Sifchain / sifnode

SifNode - The future of Defi
Other
108 stars 117 forks source link

Add APM tracing to sifnoded #2118

Open brianosaurus opened 3 years ago

brianosaurus commented 3 years ago

So that we can enable tracing and find node halts and other sifnoded problems:

https://docs.datadoghq.com/tracing/setup_overview/setup/go/?tab=containers

The goal is to help chainops diagnose problems by increasing observability.

@intl-man requested this on 10/31/2012.

jon-sif commented 3 years ago

@brianosaurus what do you need me to do here? just say its ok to integrate the datadog agent?

AustinoBombino commented 3 years ago

Old work on tracing can be found in this branch: https://github.com/Sifchain/sifnode/tree/feature/tracing-test

A lot have changes have come through since this work was done so I would only use it for reference and start experimenting on a new branch.

The branch only has basic setup that succussfully reported test data to datadog from within sifnode.

marshsif commented 2 years ago

Jordan @pandaring2you Jon asked me to reassign this to you, as a ticket that Brent will most likely be taking on for this sprint, to address debugging/tracing improvements for our nodes. The purpose is to help us better identify the cause of nodes crashing on BetaNet or other env's.

Brian made a little headway a while back, but he had to prioritize .43 and now he's on PMTP.

pandaring2you commented 2 years ago

moving back to Sifnode, devops has done what we can (IBC query issues have been resolved). Remaining work - Adding APM tracing probably belongs to Sifnode

marshsif commented 2 years ago

ok, noted. Whoever works on this may need to sync with Austin to understand what remains to be done.

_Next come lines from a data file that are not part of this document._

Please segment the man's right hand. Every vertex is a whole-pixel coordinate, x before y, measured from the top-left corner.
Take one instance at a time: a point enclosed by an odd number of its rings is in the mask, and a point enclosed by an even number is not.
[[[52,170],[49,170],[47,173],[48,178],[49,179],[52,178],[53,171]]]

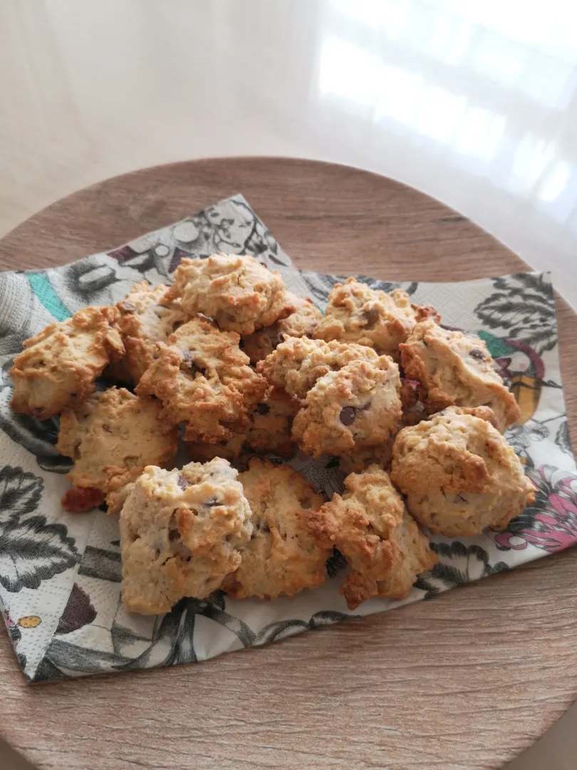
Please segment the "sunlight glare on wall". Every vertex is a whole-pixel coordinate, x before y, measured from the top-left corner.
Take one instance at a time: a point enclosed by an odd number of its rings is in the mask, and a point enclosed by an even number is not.
[[[379,28],[390,40],[395,40],[409,16],[410,0],[330,0],[330,6],[340,15]]]
[[[462,95],[451,93],[437,85],[428,88],[419,112],[419,131],[442,144],[449,144],[455,135],[466,103],[467,100]]]
[[[319,89],[322,95],[366,107],[373,103],[381,70],[374,54],[331,35],[321,48]]]
[[[400,67],[383,67],[379,78],[375,120],[391,118],[412,126],[422,100],[425,79]]]
[[[482,107],[469,107],[459,126],[453,147],[461,155],[491,160],[497,153],[506,126],[505,116]]]
[[[504,186],[517,191],[529,191],[537,182],[556,152],[555,142],[527,134],[517,146],[511,175]]]
[[[538,197],[544,203],[556,200],[567,188],[572,176],[572,168],[565,160],[557,160],[544,175]]]

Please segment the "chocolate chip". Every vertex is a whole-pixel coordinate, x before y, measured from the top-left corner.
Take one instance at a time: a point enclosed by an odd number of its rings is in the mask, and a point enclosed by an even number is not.
[[[343,425],[352,425],[355,422],[356,410],[354,407],[343,407],[341,410],[339,420]]]
[[[201,369],[200,367],[195,363],[192,353],[190,350],[182,351],[182,363],[180,365],[180,368],[190,369],[192,372],[198,372],[198,374],[205,373],[204,370]]]
[[[372,329],[379,320],[379,310],[376,307],[370,307],[368,310],[364,310],[362,314],[367,322],[365,326],[367,329]]]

begmaroman commented 2 years ago

Infra setup For nodes that are running inside k8s cluster, the following setup should be applied - https://docs.datadoghq.com/agent/kubernetes/apm/?tab=helm. Here is an article how to configure the datadog for APM - https://docs.datadoghq.com/tracing/setup_overview/setup/go/?tab=containers#configure-the-datadog-agent-for-apm

Code setup Based on datadog's examples and explanations, the mode advanced way to integrate the datadog tracing mechanism is to wrap all needed interfaces/types with the datadog tracing logic, and add them to the contrib directory there https://github.com/DataDog/dd-trace-go/tree/master/contrib. After that we can import a needed package and use that in the sifnode app. Each wrapper should include all needed information into trace spans so it could be sent to the agent.

If we want to see metrics such as mem usage, cpu usage, etc., we can just add a logic from the code there https://docs.datadoghq.com/tracing/setup_overview/setup/go/?tab=containers#configure-the-datadog-agent-for-apm

intl-man commented 2 years ago

@begmaroman - thanks for the summary. We're aware of the infra requirements and as mentioned in slack, it might pay to engage with the Cosmos community to look at how others are doing this (just a suggestion, that's all).